The Ontario Court of Appeal recently overruled a decision regarding a termination clause, finding that the provision clearly and unambiguously ousted the presumption of common law reasonable notice.
The employee in Amberber v. IBM Canada Limited was 57 years old and had almost 16 years of service when IBM dismissed him without cause. IBM sought to rely on the termination clause in his employment agreement. The clause in the contract was contained in a single paragraph, which the Court separated into three sections for ease of reference.
The Court referred to the following portion of the paragraph as the “Options Provision”:
If you are terminated by IBM other than for cause, IBM will provide you with notice or a separation payment in lieu of notice of termination equal to the greater of (a) one (1) month of your current annual base salary or (b) one week of your current annual base salary, for each completed six months worked from your IBM service reference date to a maximum of twelve (12) months of your annual base salary.
The Court referred to the following portion of the paragraph as the “Inclusive Payment Provision”:
This payment includes any and all termination notice pay, and severance payments you may be entitled to under provincial employment standards legislation and Common Law. Any separation payment will be subject to applicable statutory deductions. In addition, you will be entitled to benefit continuation for the minimum notice period under applicable provincial employment standard legislation.
The paragraph also contained further language, which the Court referred to as the “failsafe provision”:
In the event that the applicable provincial employment standard legislation provides you with superior entitlements upon termination of employment (“statutory entitlements”) than provided for in this offer of employment, IBM shall provide you with your statutory entitlements in substitution for your rights under this offer of employment.
In addition to eleven weeks and three days of working notice, the employer provided a separation payment equivalent to 31 weeks’ in lieu of notice.
As we noted in our earlier blog post regarding the lower court decision, the motion judge found that the “inclusive payment provision” effectively ensured that a terminated employee would never receive less than what he or she was entitled to under the Employment Standards Act, 2000 (the “ESA”). As such, the termination clause as a whole did not violate the ESA.

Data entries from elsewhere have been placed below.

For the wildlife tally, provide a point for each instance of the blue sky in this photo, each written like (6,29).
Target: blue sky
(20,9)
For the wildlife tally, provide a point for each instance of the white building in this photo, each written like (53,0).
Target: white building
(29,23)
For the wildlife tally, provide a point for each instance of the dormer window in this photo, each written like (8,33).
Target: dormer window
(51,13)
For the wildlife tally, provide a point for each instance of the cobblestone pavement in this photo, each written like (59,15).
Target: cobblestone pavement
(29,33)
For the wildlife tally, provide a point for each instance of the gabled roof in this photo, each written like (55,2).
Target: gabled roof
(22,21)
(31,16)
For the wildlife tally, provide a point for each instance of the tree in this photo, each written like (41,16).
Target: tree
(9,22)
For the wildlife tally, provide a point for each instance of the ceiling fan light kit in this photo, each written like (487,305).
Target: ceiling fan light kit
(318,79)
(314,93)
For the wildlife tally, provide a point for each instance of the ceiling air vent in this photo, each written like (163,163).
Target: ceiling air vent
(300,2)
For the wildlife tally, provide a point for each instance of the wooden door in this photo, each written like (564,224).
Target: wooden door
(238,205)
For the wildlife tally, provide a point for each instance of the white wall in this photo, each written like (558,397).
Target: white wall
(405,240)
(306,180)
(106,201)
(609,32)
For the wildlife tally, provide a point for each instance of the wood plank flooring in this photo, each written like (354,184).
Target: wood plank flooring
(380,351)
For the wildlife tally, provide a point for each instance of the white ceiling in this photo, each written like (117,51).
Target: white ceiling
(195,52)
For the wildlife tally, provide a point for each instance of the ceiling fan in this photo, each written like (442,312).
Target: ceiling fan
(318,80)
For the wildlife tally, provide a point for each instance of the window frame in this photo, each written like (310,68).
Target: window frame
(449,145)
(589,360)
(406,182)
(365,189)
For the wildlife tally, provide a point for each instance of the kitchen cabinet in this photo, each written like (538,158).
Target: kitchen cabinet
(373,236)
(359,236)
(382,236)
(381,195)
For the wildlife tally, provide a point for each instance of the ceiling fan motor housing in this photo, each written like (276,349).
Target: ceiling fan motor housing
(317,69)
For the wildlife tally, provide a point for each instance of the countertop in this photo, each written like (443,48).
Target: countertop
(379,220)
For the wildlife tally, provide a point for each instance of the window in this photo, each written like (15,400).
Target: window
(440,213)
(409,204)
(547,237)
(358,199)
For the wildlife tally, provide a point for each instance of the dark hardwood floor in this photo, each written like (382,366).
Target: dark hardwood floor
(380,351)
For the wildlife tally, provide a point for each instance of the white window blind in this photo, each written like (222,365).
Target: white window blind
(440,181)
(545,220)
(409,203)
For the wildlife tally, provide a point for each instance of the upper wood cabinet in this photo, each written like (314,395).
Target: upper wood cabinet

The “inclusive payment provision” specified that payment pursuant to the termination clause was inclusive of any other statutory or common law entitlements upon termination. In other words, the “inclusive payment provision” clearly and unambiguously rebutted the presumption of common law notice, by stating that no further common law amounts would be paid on top of the contractual entitlement.
However, because the “inclusive payment provision” was not repeated at the end of the paragraph, the motion judge found that it was unclear whether it applied to the “failsafe provision” which followed it. It was ambiguous, according to the motion judge, whether common law reasonable notice was to be paid on top of amounts paid under the “failsafe provision” as opposed to the “options provision”. Because it was unclear, the motion judge found that the language should be interpreted contra proferentum, against the employer who had drafted the contract.
The Court of Appeal noted that because employees generally have less bargaining power than employers, employment contracts are interpreted differently than commercial contracts. Where a termination clause can reasonably be interpreted in more than one way, the interpretation that favours the employee should be preferred. However, the Court noted that the contra proferentum principle only applies where there is genuine ambiguity in the contract language.
The Court of Appeal found that the motion judge had made an error by subdividing the termination clause into parts and interpreting those parts individually. The clause was drafted as a single paragraph, and it should have been interpreted as a whole. The “inclusive payment provision” clearly modifies the “options provision”, and the Court noted that the “failsafe provision” also modifies the “options provision” by ensuring that it is read up to comply with the ESA when necessary. As such, the Court held that the “inclusive payment provision” applies to only one part of the clause, but not the other, gives the clause as a whole a strained and unreasonable interpretation.
The Court’s reversal in this case, while favourable to employers, emphasizes the occasional unpredictability of the law in this area. It is prudent to periodically review your contractual termination provisions for new hires, as well as for existing contracts which may have been rendered problematic by the changing law. Seeking advice from an employment lawyer who is up-to-date with the latest case law is your best defence to help ensure that your termination clauses survive legal scrutiny, and avoid known pitfalls.